Your Guide to Great Abs!
As the weather gets nicer, we are reminded that bikini season is fast approaching. And what do we all want to show off most while wearing our bitty bikini?… great abs! Our guest blogger, Scott Wiess, is the clinical director at the physical therapy clinic, Bodhizone in NYC. Learn how he suggests to strengthen your abs effectively.
The first concept you must understand is that the cornerstone to a solid trimmed gut is one’s diet. The second is training, aerobic fitness would be third, and body symmetry is the last key to overall appearance. To really achieve an understanding of the abdominals, it is imperative to have a good functional understanding of the anatomy. In essence, the anatomy will dictate the workout.
Before you get on the floor to start exercising, I recommend knowing your initial functional strength level. I have been using this test for years with both professional and Olympic athletes. To perform the first test, which tests the upper abs, we start in the traditional hook lying position or bent knee position. Do not brace your feet on anything.
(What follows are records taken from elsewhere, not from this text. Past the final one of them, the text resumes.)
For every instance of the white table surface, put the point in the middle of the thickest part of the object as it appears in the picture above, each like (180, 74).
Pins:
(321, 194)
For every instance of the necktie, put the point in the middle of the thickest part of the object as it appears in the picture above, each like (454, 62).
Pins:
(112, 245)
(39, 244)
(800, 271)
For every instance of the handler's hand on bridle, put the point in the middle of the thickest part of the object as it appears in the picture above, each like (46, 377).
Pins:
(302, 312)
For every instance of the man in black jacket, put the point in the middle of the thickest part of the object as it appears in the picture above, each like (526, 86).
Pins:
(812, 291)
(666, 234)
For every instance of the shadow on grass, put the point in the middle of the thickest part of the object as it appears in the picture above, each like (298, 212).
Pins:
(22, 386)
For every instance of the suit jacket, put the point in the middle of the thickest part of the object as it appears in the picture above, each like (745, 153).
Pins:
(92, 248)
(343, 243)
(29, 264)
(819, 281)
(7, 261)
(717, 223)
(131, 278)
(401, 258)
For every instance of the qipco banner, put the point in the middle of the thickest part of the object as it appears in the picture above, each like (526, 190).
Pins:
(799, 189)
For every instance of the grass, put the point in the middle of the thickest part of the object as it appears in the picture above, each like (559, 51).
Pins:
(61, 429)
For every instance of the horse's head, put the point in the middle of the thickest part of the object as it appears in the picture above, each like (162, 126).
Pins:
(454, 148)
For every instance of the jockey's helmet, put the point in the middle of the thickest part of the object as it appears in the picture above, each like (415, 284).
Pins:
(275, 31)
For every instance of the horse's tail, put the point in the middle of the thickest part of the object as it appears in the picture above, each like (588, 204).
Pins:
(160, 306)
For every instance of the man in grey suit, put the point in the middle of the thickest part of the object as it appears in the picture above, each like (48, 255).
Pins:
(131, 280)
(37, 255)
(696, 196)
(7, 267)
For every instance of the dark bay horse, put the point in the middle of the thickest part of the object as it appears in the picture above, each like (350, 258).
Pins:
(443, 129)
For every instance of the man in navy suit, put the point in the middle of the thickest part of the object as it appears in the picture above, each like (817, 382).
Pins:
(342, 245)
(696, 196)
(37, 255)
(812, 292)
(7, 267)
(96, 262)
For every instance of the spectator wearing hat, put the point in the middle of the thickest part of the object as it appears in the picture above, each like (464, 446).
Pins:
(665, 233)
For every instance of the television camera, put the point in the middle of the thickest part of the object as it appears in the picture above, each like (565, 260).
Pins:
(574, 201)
- If you can cross your arms on your chest and perform a full sit up, you have 60% of your upper ab strength.
- If you perform the same sit-up with the arms clasped behind your head, with elbows open, you have 80% strength.
- Now try this sit-up with your arms extended over your head (biceps near your ears) – you have 100% of your upper abdominal strength.
Try squeezing a small pliable ball between your knees while doing a sit up or crunch. Squeeze the adductors consistently throughout the entire exercise. This applies a downward and outward force on the pelvis and it forces your abs to contract against an opposite force, thus making it harder.
Another approach to the crunch is to place the hip flexors in the active insufficient position. This is so they can’t assist. To try this technique, lay on your back in the traditional crunch position with the feet unanchored on the floor. Place the bottoms of your feet together, so your knees aim out to the sides as if you were doing the butterfly stretch. Now try to perform crunches.
Anatomically, the hip flexors (HF) are known as an external rotator. If we bring the legs into full external rotation it cannot contract or be used in the crunch from this position. This is the idea of active insufficiency. The muscle is actively insufficient. By understanding the principles you may find you can apply them to different exercises.
What is your favorite workout for great abs?